The debate on abortion in America did not start with Roe v. Wade ruling in 1973, however, Supreme Court has been used as a catalyst since then, because the Court provided the justifications to the people who acted upon in their every attack against the abortion clinics. In terms of scholarship, scant research exists concerning antiabortion violence. Moreover, with many of these studies conducted nearly a decade ago, little if any research addresses present day antiabortion extremism.
In this descriptive research, the objective is to present the basics of pro-choice modus operandi, basically the tactics, techniques and procedures (TTP) used by those anti-abortion extremists. Studying the trends and patterns among such groups can provide invaluable insight in helping to predict their operational strategies. Therefore, in accordance to our data collection strategy, such anti-abortion violence data was gathered by my student assistant, Gary Stewart, from online open sources like websites, public databases as well as non-governmental institutions. Gary did a fantastic job for this unique data collection during this summer 2013. He looked at many database sources and was very successful to collect 392 incidents that have occurred in North America between 1977 and 2010.
Our research indicated that a big majority of these attacks were committed by lone wolf actors, who have no affiliation to any extremist or illegal organizations such as Army of God. The attacks have damaged the abortion clinics in significant amount of monetary values. Many individuals who work in those clinics have been constantly threatened, harassed and bullied by members of pro-life movement.
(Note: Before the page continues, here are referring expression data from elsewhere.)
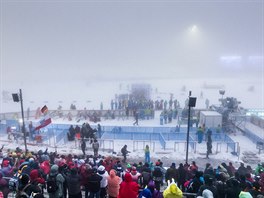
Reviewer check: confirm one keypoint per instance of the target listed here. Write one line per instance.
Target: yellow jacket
(172, 191)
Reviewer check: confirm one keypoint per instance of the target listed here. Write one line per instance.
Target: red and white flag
(44, 109)
(44, 122)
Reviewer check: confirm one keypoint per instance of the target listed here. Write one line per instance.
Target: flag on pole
(44, 109)
(44, 122)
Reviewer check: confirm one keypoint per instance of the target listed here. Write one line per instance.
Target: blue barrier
(252, 136)
(162, 141)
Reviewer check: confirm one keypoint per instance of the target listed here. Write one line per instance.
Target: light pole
(191, 103)
(17, 98)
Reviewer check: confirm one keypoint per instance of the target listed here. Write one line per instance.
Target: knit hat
(101, 168)
(24, 179)
(207, 194)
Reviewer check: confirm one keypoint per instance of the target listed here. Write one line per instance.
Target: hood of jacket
(54, 170)
(128, 177)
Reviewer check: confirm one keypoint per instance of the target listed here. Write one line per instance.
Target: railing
(162, 141)
(141, 144)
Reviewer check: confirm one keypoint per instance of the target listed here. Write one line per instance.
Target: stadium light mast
(19, 98)
(191, 103)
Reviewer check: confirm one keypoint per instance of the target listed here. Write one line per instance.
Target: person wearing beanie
(54, 172)
(73, 184)
(4, 187)
(103, 184)
(94, 183)
(128, 188)
(172, 191)
(146, 193)
(135, 174)
(26, 188)
(113, 184)
(171, 172)
(244, 194)
(208, 184)
(206, 194)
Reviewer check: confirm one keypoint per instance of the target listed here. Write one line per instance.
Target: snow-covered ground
(177, 154)
(90, 95)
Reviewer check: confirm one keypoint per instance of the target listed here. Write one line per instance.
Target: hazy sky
(86, 40)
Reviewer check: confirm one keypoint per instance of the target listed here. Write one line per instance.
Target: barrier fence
(55, 134)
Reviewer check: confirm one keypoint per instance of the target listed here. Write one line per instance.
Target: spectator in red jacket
(128, 188)
(113, 184)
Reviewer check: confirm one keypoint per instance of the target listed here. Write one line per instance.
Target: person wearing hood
(113, 184)
(94, 184)
(146, 193)
(73, 181)
(172, 191)
(54, 172)
(4, 186)
(36, 179)
(233, 189)
(135, 174)
(171, 172)
(103, 184)
(26, 188)
(261, 182)
(206, 194)
(128, 188)
(208, 184)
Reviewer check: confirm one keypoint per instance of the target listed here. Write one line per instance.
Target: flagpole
(23, 120)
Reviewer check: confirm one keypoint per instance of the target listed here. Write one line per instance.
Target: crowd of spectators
(31, 175)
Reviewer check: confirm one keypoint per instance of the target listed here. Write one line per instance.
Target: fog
(56, 49)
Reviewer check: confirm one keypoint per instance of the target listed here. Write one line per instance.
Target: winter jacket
(73, 182)
(113, 184)
(59, 179)
(128, 188)
(172, 191)
(94, 181)
(171, 173)
(244, 194)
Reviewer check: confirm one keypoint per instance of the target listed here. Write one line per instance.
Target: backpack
(52, 184)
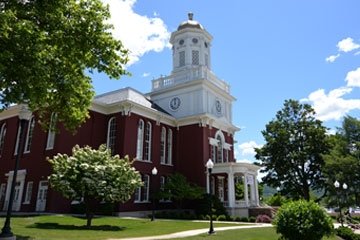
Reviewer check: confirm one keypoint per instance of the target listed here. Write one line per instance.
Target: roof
(126, 94)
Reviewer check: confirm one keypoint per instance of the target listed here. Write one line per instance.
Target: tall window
(142, 193)
(28, 192)
(219, 158)
(111, 134)
(29, 134)
(2, 191)
(169, 147)
(2, 138)
(181, 58)
(140, 140)
(207, 60)
(163, 146)
(17, 139)
(51, 133)
(195, 57)
(147, 153)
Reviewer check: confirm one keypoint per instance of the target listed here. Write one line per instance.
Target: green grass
(267, 233)
(58, 227)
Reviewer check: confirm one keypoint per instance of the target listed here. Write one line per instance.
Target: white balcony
(186, 75)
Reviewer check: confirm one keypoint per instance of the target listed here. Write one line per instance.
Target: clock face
(175, 103)
(218, 106)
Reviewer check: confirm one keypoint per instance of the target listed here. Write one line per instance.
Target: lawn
(58, 227)
(244, 234)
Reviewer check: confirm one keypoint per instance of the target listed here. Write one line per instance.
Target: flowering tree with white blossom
(93, 176)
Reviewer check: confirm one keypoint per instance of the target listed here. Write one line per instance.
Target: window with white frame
(163, 181)
(2, 191)
(28, 193)
(142, 193)
(17, 139)
(29, 134)
(147, 143)
(111, 135)
(169, 147)
(2, 137)
(195, 57)
(219, 156)
(181, 58)
(140, 140)
(51, 133)
(163, 146)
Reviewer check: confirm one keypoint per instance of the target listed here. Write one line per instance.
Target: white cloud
(145, 74)
(247, 148)
(140, 34)
(332, 58)
(353, 78)
(347, 45)
(332, 106)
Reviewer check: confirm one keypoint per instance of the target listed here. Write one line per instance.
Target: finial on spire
(190, 15)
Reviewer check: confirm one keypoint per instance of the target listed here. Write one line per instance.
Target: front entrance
(41, 196)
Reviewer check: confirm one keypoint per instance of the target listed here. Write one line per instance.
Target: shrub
(221, 218)
(347, 234)
(300, 220)
(263, 219)
(244, 219)
(252, 219)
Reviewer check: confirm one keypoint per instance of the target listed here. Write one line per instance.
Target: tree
(343, 161)
(92, 176)
(303, 220)
(292, 156)
(45, 49)
(178, 189)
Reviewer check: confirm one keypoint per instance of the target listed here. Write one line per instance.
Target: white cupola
(191, 45)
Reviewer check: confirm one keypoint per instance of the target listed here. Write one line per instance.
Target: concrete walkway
(195, 232)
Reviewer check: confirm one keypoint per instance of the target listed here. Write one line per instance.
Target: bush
(252, 219)
(276, 200)
(244, 219)
(263, 219)
(347, 234)
(221, 218)
(300, 220)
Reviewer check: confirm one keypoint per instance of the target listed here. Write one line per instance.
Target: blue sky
(268, 51)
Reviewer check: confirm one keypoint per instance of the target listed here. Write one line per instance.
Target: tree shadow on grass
(73, 227)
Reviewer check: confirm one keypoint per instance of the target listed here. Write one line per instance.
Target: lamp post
(154, 173)
(209, 166)
(24, 116)
(337, 187)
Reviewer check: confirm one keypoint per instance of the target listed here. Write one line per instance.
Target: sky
(268, 51)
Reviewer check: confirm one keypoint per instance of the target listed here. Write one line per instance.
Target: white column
(207, 183)
(257, 200)
(246, 194)
(231, 189)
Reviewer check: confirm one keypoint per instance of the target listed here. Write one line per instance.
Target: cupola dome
(190, 23)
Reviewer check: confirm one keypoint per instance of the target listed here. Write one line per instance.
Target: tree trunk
(88, 212)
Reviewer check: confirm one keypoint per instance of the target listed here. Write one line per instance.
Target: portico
(236, 184)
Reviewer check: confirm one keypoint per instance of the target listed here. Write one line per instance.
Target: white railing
(186, 75)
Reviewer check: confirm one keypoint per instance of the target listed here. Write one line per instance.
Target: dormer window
(195, 57)
(181, 58)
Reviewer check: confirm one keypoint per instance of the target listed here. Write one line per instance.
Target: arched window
(140, 140)
(219, 152)
(51, 133)
(2, 138)
(111, 134)
(163, 146)
(169, 146)
(147, 153)
(142, 193)
(29, 134)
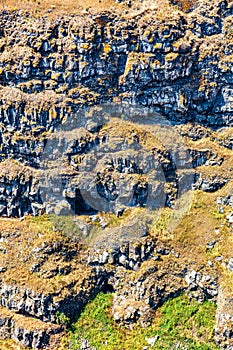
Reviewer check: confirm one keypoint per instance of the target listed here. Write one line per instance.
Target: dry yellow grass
(58, 7)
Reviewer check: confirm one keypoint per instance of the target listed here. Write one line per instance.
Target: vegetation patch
(180, 322)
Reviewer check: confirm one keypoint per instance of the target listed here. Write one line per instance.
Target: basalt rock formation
(115, 121)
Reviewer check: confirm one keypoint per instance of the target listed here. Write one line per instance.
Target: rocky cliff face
(100, 113)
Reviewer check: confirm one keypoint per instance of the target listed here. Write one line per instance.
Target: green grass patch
(180, 323)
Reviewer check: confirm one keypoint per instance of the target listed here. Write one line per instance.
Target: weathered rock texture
(174, 62)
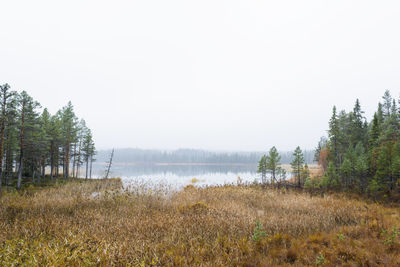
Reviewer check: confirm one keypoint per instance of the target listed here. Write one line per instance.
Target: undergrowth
(98, 223)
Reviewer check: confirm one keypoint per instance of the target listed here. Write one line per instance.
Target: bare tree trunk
(20, 169)
(109, 164)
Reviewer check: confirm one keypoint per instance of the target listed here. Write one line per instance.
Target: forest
(357, 156)
(188, 156)
(34, 143)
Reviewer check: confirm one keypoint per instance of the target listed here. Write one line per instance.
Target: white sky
(221, 75)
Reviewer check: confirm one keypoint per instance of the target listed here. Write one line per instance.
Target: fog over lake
(179, 167)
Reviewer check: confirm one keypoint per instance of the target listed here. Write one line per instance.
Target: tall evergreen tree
(27, 126)
(272, 162)
(297, 165)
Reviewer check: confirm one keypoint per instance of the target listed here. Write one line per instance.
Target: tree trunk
(91, 163)
(20, 169)
(87, 167)
(74, 162)
(3, 123)
(67, 155)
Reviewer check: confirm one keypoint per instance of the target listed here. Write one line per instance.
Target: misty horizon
(215, 75)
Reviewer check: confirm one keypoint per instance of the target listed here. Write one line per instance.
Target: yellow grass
(97, 223)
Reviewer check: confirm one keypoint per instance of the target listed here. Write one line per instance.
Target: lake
(179, 175)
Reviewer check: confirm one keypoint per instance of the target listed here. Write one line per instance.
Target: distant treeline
(135, 155)
(32, 139)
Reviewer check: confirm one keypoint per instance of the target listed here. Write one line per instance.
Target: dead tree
(109, 163)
To respond the increasing aggressive protests at clinics each day, the clinic managements have been installing complicated security systems and hiring security guards for protection. In conclusion, our research proved that the anti-abortion threat is real but on decline compared to past; however, it is not likely to ever stop completely.
The next stage of our research is to update and expand our data with more categorization and coding of violent and non-violent acts. We will be also looking at more complex correlation between many variables of our data such as the correlation between presidential eras and the type and frequency of attacks. We hope to present our findings on a Pace University research presentation platform as well as at the upcoming American Society of Criminology conference in Atlanta, GA. There will be publication coming out of this research as well.